By JD Lagrange – Once upon a time, there was a hockey stick. It was made out of wood and players loved it. It worked so well that it help create some prolific NHL shooters and goals’ scorer. Imagine, some even shot at over 100 miles per hour with this key instrument. Players loved spending their pre-game rituals warming up the blade with a blow torch and putting their own twist to their sticks, while chatting with teammates.
For the most part, players could rely on it. It was solid and rarely broke. Sure, once in a while, it would break but it was rather rare. Even when slashed and knocked out of a player’s hands, the referee didn’t call a penalty. You see, back then the onus was to the said player to “hold on to his stick”. Fans and players were happy.
But then one day, came the artificial materials sticks. Made of fiberglass, carbon composite and whatever technology could think off, it was more colourful and players could decide on the flex they wanted. And they didn’t have to spend useless time working on their stick and could focus on fooling around or listening to music instead. It was sold to them for being lighter and have more whip, promising to improve players’ shots. Yet, the pucks come off those sticks at about the same speed and velocity than with wooden sticks, for the top players in the NHL.
It had one downfall however… it could break at any time, without warning and for apparently no reason at all. Oh not just when taking a hard slapshot. No… it can break while taking a faceoff, receiving a pass, or even when trying to make a simple pass or when getting stick checked by an opponent.
How many times do we see a player’s stick break in a game. Those of my generation will be able to attest that we might see a stick or two per game break back in the wooden sticks’ days. Most of the time, it was the blade. Today, it can range between three to eight sticks on average. That’s three to eight times when the play is disrupted due to a stick malfunction.

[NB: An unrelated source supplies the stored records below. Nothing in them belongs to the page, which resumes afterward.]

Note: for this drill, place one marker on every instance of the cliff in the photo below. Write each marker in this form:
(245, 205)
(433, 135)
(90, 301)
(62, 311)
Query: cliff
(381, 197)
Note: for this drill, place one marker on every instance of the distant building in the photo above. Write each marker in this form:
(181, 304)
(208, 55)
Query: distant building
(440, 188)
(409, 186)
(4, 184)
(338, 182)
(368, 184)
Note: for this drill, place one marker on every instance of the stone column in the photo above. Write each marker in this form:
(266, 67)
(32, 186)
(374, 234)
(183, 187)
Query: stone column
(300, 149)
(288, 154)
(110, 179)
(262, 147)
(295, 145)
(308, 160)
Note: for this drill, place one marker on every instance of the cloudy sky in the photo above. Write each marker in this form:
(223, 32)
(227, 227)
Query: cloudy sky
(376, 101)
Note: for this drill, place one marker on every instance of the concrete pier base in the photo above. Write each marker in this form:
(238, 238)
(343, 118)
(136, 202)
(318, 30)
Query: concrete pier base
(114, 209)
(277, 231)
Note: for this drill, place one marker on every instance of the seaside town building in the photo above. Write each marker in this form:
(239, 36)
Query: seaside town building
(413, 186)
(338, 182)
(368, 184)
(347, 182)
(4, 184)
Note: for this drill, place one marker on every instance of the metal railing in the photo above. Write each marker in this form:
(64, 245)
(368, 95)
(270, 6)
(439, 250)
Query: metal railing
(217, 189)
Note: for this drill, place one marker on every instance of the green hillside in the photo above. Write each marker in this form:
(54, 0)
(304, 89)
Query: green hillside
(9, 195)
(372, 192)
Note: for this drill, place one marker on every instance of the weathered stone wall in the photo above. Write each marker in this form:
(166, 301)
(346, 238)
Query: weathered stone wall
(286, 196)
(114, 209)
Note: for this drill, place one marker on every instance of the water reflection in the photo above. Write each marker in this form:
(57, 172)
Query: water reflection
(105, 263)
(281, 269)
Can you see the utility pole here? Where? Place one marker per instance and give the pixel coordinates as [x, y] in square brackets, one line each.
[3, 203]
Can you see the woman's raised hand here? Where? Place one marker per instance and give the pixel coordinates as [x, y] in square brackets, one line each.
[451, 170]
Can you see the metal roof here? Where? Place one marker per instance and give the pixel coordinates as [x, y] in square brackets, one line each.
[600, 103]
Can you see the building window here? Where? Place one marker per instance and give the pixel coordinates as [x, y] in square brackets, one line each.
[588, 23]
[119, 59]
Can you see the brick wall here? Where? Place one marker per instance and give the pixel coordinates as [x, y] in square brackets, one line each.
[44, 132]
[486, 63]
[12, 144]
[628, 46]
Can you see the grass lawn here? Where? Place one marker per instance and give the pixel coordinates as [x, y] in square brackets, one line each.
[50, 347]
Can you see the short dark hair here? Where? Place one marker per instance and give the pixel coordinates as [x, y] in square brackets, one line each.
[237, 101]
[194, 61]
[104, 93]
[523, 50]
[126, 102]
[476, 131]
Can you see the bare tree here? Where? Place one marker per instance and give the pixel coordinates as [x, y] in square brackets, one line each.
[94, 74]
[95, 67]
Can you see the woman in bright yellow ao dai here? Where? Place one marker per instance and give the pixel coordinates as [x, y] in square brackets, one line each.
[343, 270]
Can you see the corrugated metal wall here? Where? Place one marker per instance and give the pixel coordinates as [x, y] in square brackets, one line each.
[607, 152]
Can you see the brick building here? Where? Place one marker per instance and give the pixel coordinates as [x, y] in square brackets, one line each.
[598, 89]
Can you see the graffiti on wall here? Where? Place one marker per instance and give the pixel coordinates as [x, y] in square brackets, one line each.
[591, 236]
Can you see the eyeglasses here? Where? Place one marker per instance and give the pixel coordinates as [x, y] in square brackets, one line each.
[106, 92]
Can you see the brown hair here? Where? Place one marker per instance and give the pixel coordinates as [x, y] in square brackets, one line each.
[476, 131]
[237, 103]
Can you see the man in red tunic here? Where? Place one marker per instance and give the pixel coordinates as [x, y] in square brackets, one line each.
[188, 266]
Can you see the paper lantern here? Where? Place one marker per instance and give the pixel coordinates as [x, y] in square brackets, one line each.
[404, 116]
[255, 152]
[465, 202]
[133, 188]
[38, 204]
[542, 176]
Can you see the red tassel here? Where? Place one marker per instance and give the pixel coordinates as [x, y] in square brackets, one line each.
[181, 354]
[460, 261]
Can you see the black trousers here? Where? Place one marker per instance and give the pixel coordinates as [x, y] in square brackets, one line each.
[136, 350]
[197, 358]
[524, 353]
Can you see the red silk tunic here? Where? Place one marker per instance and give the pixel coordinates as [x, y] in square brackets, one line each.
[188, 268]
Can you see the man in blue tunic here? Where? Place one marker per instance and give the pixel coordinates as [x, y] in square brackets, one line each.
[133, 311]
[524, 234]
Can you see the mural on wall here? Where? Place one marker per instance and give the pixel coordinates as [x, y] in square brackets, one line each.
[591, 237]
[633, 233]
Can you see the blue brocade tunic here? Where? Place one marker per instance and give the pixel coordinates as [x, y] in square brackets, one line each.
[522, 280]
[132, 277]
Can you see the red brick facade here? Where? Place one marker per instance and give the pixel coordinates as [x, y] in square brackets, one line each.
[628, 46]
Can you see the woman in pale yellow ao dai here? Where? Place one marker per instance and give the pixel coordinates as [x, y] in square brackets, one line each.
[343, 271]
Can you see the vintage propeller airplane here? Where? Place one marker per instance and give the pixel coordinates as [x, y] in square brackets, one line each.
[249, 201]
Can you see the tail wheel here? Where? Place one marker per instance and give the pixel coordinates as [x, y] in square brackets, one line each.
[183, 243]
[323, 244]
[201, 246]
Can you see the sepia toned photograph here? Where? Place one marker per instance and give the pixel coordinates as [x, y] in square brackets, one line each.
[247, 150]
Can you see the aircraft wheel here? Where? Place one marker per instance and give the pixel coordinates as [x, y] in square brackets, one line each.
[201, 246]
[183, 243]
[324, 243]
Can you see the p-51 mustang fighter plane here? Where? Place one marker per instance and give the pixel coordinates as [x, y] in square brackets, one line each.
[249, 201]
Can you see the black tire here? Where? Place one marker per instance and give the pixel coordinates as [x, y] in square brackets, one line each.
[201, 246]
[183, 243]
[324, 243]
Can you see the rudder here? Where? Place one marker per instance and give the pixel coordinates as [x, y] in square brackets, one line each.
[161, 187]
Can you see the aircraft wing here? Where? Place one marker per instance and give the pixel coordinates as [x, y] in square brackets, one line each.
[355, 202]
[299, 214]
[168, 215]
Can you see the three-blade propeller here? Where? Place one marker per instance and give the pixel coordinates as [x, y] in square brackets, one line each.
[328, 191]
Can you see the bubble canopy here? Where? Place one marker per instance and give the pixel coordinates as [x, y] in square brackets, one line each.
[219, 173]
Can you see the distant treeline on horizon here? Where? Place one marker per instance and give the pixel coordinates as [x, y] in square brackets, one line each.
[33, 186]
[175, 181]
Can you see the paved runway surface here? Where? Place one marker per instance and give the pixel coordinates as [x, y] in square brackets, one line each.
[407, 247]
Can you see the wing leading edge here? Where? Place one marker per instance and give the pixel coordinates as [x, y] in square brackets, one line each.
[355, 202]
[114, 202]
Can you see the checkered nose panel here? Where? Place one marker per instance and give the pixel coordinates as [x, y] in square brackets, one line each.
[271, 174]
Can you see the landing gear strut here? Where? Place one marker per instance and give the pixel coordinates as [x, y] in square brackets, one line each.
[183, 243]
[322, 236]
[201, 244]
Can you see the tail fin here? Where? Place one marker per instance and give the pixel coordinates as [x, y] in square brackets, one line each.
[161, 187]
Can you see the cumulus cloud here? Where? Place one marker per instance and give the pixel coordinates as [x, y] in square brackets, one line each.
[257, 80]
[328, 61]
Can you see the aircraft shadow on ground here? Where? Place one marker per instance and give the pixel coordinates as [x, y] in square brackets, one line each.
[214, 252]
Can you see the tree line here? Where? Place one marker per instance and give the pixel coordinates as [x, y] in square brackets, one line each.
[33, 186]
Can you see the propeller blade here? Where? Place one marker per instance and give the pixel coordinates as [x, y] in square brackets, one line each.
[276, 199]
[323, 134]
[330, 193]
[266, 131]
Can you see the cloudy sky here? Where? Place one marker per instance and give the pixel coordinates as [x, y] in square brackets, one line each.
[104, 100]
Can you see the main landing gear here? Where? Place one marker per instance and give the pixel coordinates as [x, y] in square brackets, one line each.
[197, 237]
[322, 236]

But why can’t stick manufacturers make a more durable stick, in this day in age, with today’s technology? That’s what every fan is wondering. Well folks, think about it. Stick breaking means stick purchasing. Stick purchasing means money for the company. “Oh but players don’t pay for their sticks, they’re sponsored“, some will say. Even if that were the case for some players, young hockey players want their idols’ sticks. They look at pictures and go out and purchase sticks from the company their idols are using. What incentive do they have to make them stronger, really? We do live in a greedy world, where money is all that matters.
But why don’t players change? Because of sponsorships in some case for sure, but they have been brainwashed thinking that those sticks will help them score goals and make it to the NHL. That’s what they know, that’s what’s been driven in their brain. So does that mean that those who were using wooden sticks made it on talent solely, if that’s the case?
“Nine out of ten dentists recommend Crest toothpaste.” Dentists make money by us going to see them. Why would I trust what they recommend?
Hold on to your stick!
Seeing sticks break by players being “stick checked”, the NHL referees, in their wisdom and incompetence, started calling penalties if a player stick broke while getting in contact with an opponents. So to be fair, they pushed the envelope by calling a penalty if a player knocked the stick out of their opponent’s hands… even if it didn’t break! After all, it could have broken, right?
So players today rely on referees having their back. Embellishers, if they haven’t done it already, will eventually catch on and drop their stick as soon as there’s contact, in order to get a power play. “They would never do that!“, some will claim. No, of course not. They would never dive or embellish right, all the Tim Stuzles of this world? The old saying is that ‘if you don’t cheat, you’re not trying hard enough to win’ applies here.
When I played hockey, the coach would rip us apart if we got the stick knocked out of our hands. “Hang on to your stick!“, they would yell. I’ve coached hockey for about 10-12 years and while on the ice, during practice, I’d purposely knock on my players sticks once in a while. Not with a two-hand slash, but a solid tap down. If they dropped it, I’d remind them to hang on to it. What was wrong with putting the onus and responsibility on the players to hold on to their main tool of work and, for NHL players, their bread and butter?
The composite sticks are an issue, and the NHL referees are amplifying it with those weak penalty calls. As if their inconsistency and incompetence wasn’t enough to frustrate teams and fans alike without adding that aggravation! But that’s Gary Bettman’s NHL for you. He’s doing a good job because he’s making the NHL owners’ money and has expanded to 32 diluted teams, using expansion as a source of revenue… but that’s a whole other story on its own.